Now let's start by modifying the Node class (you should use CamelCase for class names):
class Node:
def __init__(self, data=None, prev=None, next=None):
self.data = data
self.prev = prev
self.next = next
def __repr__(self):
return '<{}, {}>'.format(self.data, self.next)
We add prev since that's obviously needed. But we also improve on your original version by having data and next as parameters, so you can have these values set when a node is created. And __repr__ is always nice to have, for debugging if not for anything else.
Now for the list itself. The key is, (a) instead of one cur_node, you need two handles on the list, which I've been calling head and tail, and (b) when adding nodes, the very first node is a special case where we have to make changes to both head and tail.
class DoublyLinkedList:
def __init__(self):
self.head = None
self.tail = None
def __repr__(self):
return '<DoublyLinkedList {}>'.format(self.head)

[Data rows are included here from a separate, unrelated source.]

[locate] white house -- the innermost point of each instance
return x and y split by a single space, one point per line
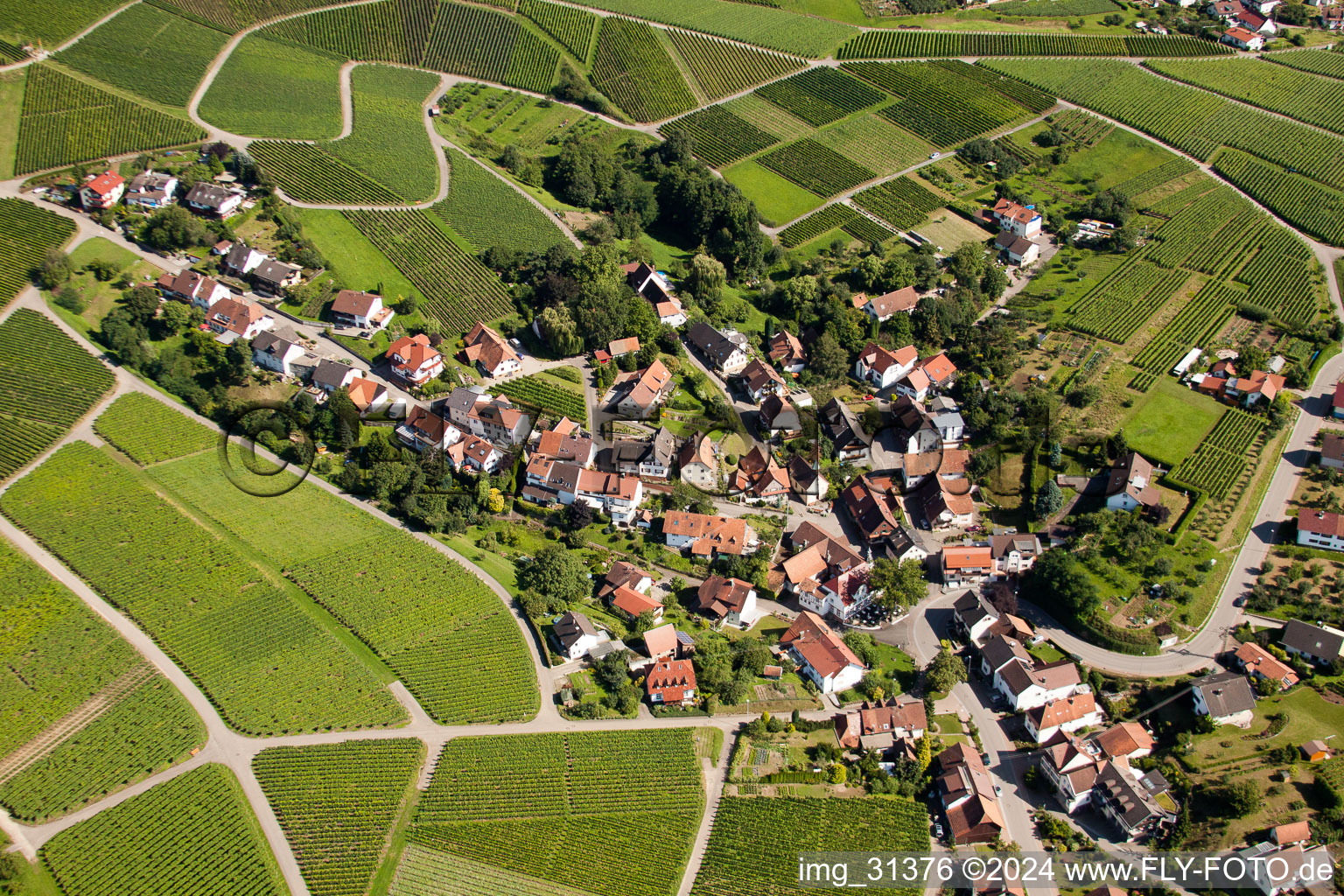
822 654
360 309
102 191
277 351
1226 697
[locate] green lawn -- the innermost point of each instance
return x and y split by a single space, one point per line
1170 421
776 198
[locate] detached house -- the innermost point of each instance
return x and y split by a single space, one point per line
277 351
726 355
233 320
822 654
150 190
102 191
360 309
213 199
488 351
413 360
882 367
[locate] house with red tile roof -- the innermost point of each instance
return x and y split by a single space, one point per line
413 360
671 682
822 654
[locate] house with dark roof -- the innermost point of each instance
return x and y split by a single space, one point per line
1226 697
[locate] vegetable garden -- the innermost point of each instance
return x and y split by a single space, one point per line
546 394
756 841
489 213
148 431
902 202
816 168
47 382
336 803
458 290
66 120
258 655
820 95
721 137
25 234
634 70
192 835
897 45
722 67
1215 465
148 52
574 808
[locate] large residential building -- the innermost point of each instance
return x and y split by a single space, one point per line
729 356
488 351
413 360
822 654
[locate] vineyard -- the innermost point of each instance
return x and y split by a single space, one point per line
150 431
150 52
902 203
47 382
25 234
1221 458
58 650
571 27
721 137
1191 120
1301 97
574 808
336 803
820 95
722 67
458 290
938 102
634 70
310 173
1121 304
1306 205
1319 62
241 97
66 120
756 841
749 23
547 396
192 835
897 45
260 657
816 168
489 213
451 640
145 731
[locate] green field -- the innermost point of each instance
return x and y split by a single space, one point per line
266 662
336 803
241 100
1170 422
58 650
756 841
66 120
144 731
150 431
47 382
486 211
150 52
192 835
777 200
449 639
388 141
574 810
52 22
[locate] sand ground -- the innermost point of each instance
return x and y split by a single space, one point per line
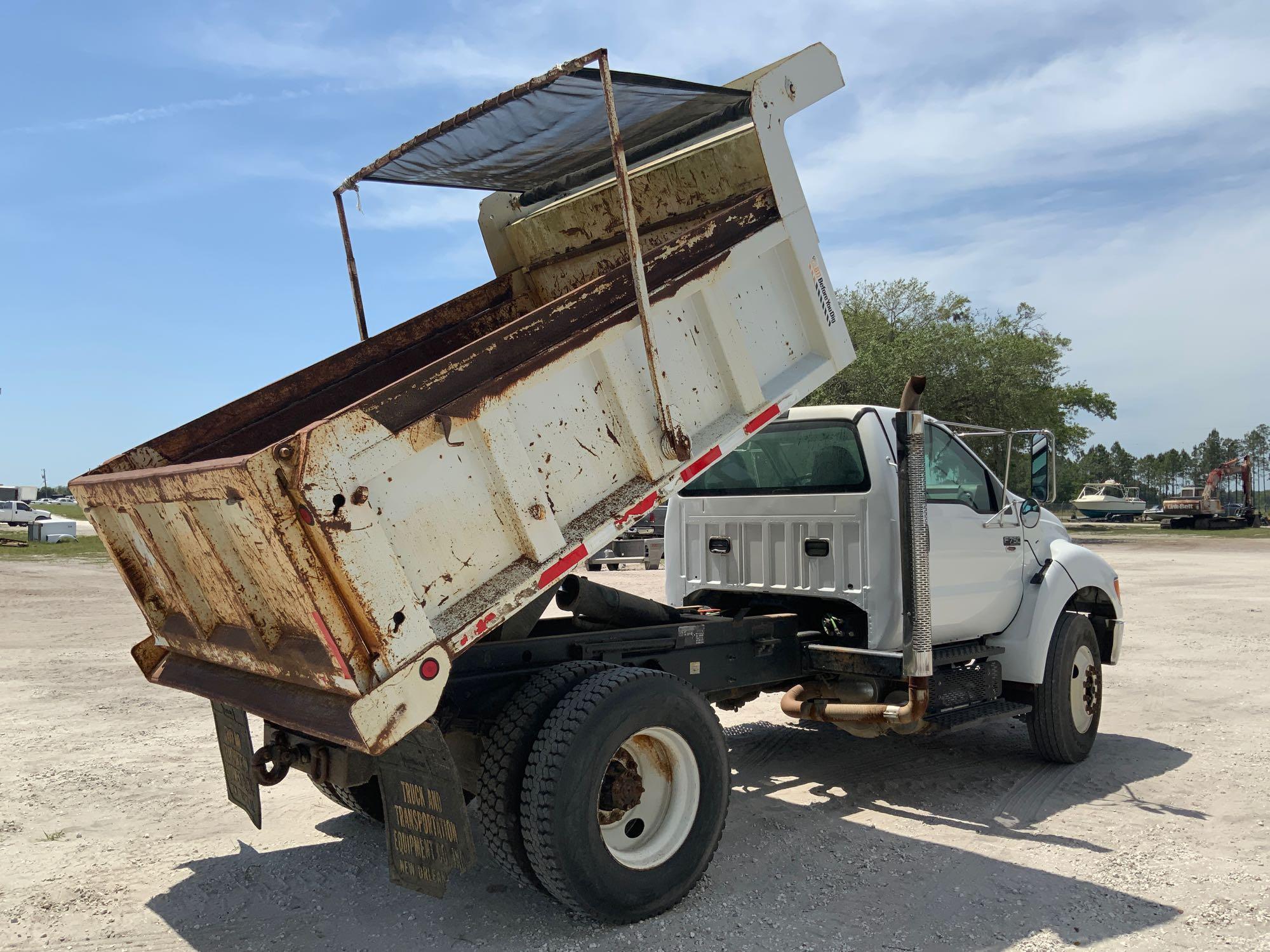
115 831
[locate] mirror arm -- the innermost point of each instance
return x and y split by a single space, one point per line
1012 507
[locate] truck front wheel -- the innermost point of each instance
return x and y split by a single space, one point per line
1069 704
625 795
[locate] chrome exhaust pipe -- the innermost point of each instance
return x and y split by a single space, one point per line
915 546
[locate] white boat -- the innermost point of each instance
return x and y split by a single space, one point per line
1109 501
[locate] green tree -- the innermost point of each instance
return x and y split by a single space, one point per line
1001 370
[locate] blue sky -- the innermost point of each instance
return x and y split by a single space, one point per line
168 241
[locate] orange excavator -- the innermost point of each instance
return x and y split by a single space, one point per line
1203 510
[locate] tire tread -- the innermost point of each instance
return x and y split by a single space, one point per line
545 774
504 762
1050 728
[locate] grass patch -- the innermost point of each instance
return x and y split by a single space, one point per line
1145 529
67 512
88 548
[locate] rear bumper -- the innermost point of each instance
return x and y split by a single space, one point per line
370 724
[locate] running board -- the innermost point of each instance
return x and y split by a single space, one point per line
976 714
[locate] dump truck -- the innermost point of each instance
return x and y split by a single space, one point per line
363 554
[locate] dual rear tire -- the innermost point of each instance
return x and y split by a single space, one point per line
623 793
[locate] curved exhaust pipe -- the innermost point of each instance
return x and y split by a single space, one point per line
811 703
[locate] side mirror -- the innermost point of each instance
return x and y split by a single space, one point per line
1043 469
1029 513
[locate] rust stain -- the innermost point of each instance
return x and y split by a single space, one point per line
656 753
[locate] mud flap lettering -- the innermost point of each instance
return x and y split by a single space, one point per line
425 816
234 737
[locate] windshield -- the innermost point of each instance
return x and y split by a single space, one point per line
798 456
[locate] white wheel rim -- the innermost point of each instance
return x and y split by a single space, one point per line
650 823
1084 690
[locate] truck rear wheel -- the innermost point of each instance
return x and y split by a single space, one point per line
625 795
1069 704
364 799
507 751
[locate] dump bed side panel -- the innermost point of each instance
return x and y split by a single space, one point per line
553 456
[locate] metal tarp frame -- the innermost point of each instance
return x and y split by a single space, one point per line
675 445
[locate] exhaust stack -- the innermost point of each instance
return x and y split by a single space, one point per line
805 703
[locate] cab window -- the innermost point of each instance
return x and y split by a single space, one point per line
791 458
953 475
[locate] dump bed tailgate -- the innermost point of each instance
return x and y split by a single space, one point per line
218 560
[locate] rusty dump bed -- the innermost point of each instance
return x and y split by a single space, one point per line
303 552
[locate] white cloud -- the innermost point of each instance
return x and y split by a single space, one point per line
1165 312
1085 112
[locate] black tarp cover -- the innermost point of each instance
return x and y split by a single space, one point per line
556 139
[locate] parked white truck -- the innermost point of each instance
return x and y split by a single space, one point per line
802 519
363 553
17 513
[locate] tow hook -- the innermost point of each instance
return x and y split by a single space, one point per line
284 757
281 756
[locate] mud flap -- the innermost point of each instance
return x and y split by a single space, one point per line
234 736
425 814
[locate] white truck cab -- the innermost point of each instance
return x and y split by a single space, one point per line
18 513
805 517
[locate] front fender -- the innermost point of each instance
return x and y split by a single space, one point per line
1027 639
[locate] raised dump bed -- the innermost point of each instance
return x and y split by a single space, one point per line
321 550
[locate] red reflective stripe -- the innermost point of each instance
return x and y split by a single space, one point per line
700 464
332 647
759 422
639 508
565 565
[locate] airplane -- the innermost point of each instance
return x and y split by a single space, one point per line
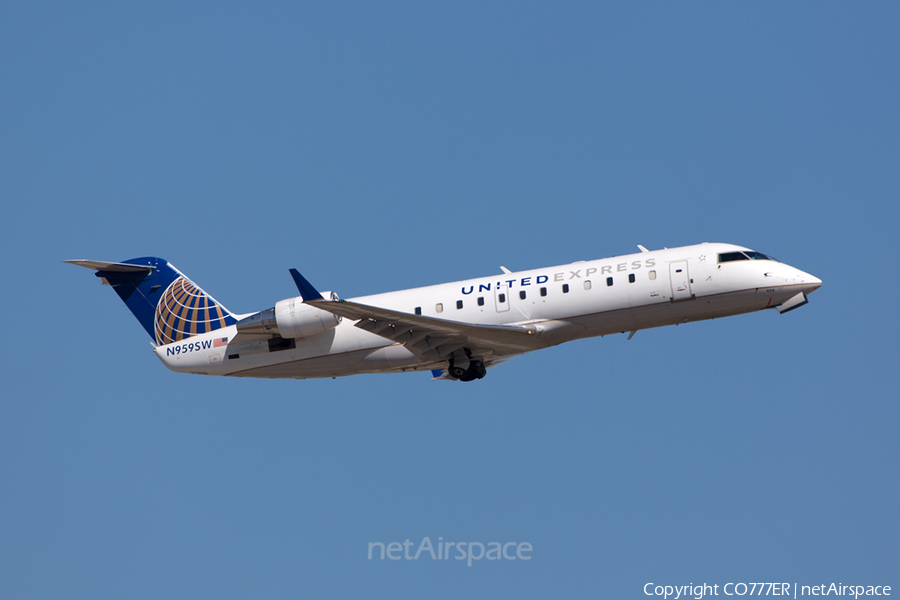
455 330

def add_head(self, data=None):
if self.head is None:
self.head = self.tail = Node(data) # the very fist node
else:
new_head = Node(data=data, next=self.head) # prev is None
self.head.prev = self.head = new_head
def add_tail(self, data=None):
if self.tail is None:
self.head = self.tail = Node(data) # the very first node
else:
new_tail = Node(data=data, prev=self.tail) # next is None
self.tail.next = self.tail = new_tail
# implements iteration from head to tail
def __iter__(self):
current = self.head
while current is not None:
yield current
current= current.next
# implements iteration from tail to head
def __reversed__(self):
current = self.tail
while current is not None:
yield current
current = current.prev
Let's test this
>>> dlist = DoublyLinkedList()
>>> print(dlist)
<DoublyLinkedList None>
>>> dlist.add_head(1)
>>> dlist.add_tail(2)
>>> dlist.add_tail(3)
>>> dlist.add_head(0)
>>> print(dlist) # __repr__ is such a nice thing to have
<DoublyLinkedList <0, <1, <2, <3, None>>>>>
>>> print(dlist.head)
<0, <1, <2, <3, None>>>>
>>> print(dlist.tail)
<3, None>
>>> print(dlist.head.prev is None, dlist.tail.next is None)
True, True
>>> print(dlist.tail.prev.next is dlist.tail)
True
>>> [node.data for node in dlist]
[0, 1, 2, 3]
>>> for node in reversed(dlist):
... print(node.data, node)
3 <3, None>
2 <2, <3, None>>
1 <1, <2, <3, None>>>
0 <0, <1, <2, <3, None>>>>
For a doubly linked list, you should have, each node should have a reference to the previous node. This means that you will need to modify your add and remove methods to also assign this reference.